- Born: 3 September 1966 (age 59) Maribor, SR Slovenia, SFR Yugoslavia
- Occupation: Businessman

= Petar Matić (businessman) =

Serbian businessman and amateur racing driver (born 1966)

Petar Matić (Петар Матић; born 3 September 1966) is a Serbian businessman and amateur racing driver, the owner of MPC Holding and MPC Properties. He is believed to be one of the richest people in Serbia.

== Early life ==
Matić was born in Maribor, Slovenia and studied at the Faculty of Hotel Management in Opatija, Croatia. Before moving to Belgrade, Serbia, he had already developed a business on the Croatian coast mainly involved in retail footwear and apparel.

== Career ==
After moving to Belgrade in 1989 Matić founded the company MPC (incorporating his initials into the name), which went on to be very successful in the following years. In 1991 MPC was transformed into the MPC Group with significant growth and expanded activities. In 2003 it had two main divisions: Real Estate and Trade.

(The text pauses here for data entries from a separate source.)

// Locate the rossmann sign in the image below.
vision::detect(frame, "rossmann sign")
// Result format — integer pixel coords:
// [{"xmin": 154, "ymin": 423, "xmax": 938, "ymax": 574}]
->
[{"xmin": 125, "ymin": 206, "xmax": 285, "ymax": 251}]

Soon afterwards, Matić went on to establish MPC Holding and MPC Properties, a leading companies in trade and real estate development in the region. In 2007 MPC Properties entered into the strategic partnership with Merrill Lynch / Bank of America. This was the first investment made by Merrill Lynch in the territory of former Yugoslavia.

Matić's companies became market leaders in that part of Europe. They employ over 1,000 people and are some of the most significant investors in Serbia. The companies have been awarded retail, commercial, residential and logistics projects that are importance in the region. This includes as an example the Business Center Ušće, the Usce Shopping Center, IMMO outlet Centers, Business Center "Tri Lista Duvana" and residential/condominium "OASIS".

Matić chooses to stay out of the public eye, as he does not give interviews to the press, and his photographs cannot be found in local newspapers.

Matić is also a member of ICSC – International Council of Shopping Centres.